Emerald City Suboxone Clinic
Washington’s Premier Stop in Treating Opioid Addiction
Proven Results • Confidential • No Wait List • No Judgement • Compassionate
Opioids can be a lifesaver if you’re struggling with short-term pain, but these powerful drugs often lead to dependence and addiction. At Emerald City Suboxone Clinic in Federal Way, Washington, we provide addiction care and withdrawal treatment.
How do I know I need help for opioid addiction?
Opioids are a class of pain relievers usually prescribed for valid reasons, such as after surgery or for acute pain. Opioid drugs include medications like oxycodone, Vicodin®, and Percocet®.
For most people, opioid use is valid and short term. However, some people just can’t stop, even when the source of pain resolves.
Signs that opioid addiction is a problem that would benefit from Suboxone treatment include:
- Drug use that interferes with work and personal relationships
- An inability to stop using the drug even when the source of pain is gone
- Changes in behavior in order to acquire the drug
You should also be concerned about addiction if you have a past history or family history of drug or substance abuse.
Our Treatment Approach
Our medical model and therapeutic approach uses medication assisted treatment that consists of FDA approved products, including Suboxone, Zubsolv, Buprenorphine/Naloxone combination products. Currently, we do not offer Methadone as a form of treatment.
Whether in person or through telemedicine, each visit includes an in-depth discussion about the dosage of your medications and how you are progressing through your recovery. We also offer individualized plans for clients who seek to decrease and taper their current regimen.

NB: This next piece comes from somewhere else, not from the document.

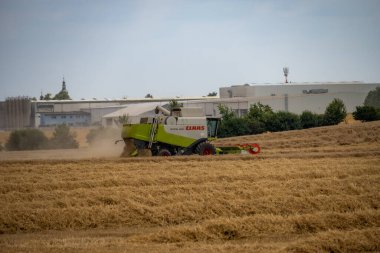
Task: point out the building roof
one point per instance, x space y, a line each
133 110
66 113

The goal of the induction is to transfer the patient from opioid addiction to a dose of buprenorphine which will provide relief from withdrawal. This is the first step to markedly diminishing use of opioids. This process involves withholding the agent of abuse until moderate to severe withdrawal symptoms are produced. The provider works with you to find the dose of medication that removes these withdrawal symptoms.
During the titration phase, which immediately follows the induction phase, the provider adjusts the prescribed medication until you achieve the lowest dose of medication that makes you feel normal and capable of performing your daily life task without the worries of withdrawal symptoms returning. Once you are stable, you make the decision on whether and how long you want to maintain a stable dose of Suboxone.
Follow up visits
These monthly visits are typically shorter and designed to monitor stability and perform dosage refinements if necessary. This appointment allows time to connect with your attending physician, review your treatment plan, address questions, and provide support for any challenges that arise. Our goal is to help you live a happy, functional life.
What is Suboxone?
Suboxone is a prescription medication approved for the treatment of opiate dependence. Suboxone contains buprenorphine hydrochloride, which works to reduce the symptoms of opiate dependence, as well as an additional ingredient called naloxone to guard against misuse.
How does Suboxone work?
Suboxone is a partial agonist that maintains an even level of opioid effects, so you don’t have major symptoms of withdrawal. Opioids have compounds that bind with receptors in your brain to create euphoria and dependence. When you take Suboxone, it occupies these receptors so the narcotics have nothing to which they can bind. You don’t get the same euphoric effect with the opioids and these addictive medications have less control over you.
Will Suboxone treatment cause side effects?
The most common reported side effect of Suboxone include:
- cold or flu-like symptoms
- sleeping difficulties
- mood swings
- can be associated with respiratory depression (difficulty breathing)
This is NOT a complete list of side effects reported with Suboxone. Refer to the package insert for a more complete list of side effects.
What is the difference between Methadone and Suboxone in the treatment of opioid dependence?
Currently opiate dependence treatments like methadone can be dispensed only in a limited number of clinics that specialize in addiction treatment. There are not enough addiction treatment centers to help all patients seeking treatment. Suboxone is the first narcotic drug available under the Drug Abuse Treatment Act (DATA) of 2000 for the treatment of opiate dependence that can be prescribed in a doctor’s office. This change provides more patients the opportunity to access treatment.
Are patients able to take home supplies of these medicines?
Yes. Suboxone is less tightly controlled than methadone because they have a lower potential for abuse and are less dangerous in an overdose. As patients progress on therapy, their doctor may write a prescription for a take-home supply of the medication.
How will FDA know if these drugs are being misused, and what can be done if they are?
FDA has worked with the manufacturer, Reckitt-Benckiser, and other agencies to develop an in-depth risk-management plan. FDA will receive quarterly reports from the comprehensive surveillance program. This should permit early detection of any problems. Regulations can be enacted for tighter control of buprenorphine treatment if it is clear that it is being widely diverted and misused.
Who can prescribe Suboxone?
Only qualified doctors with the necessary DEA (Drug Enforcement Agency) identification number are able to start in-office treatment and provide prescriptions for ongoing medication. Drs. Yang, Jeffery and Pasternak are are all qualified prescribers.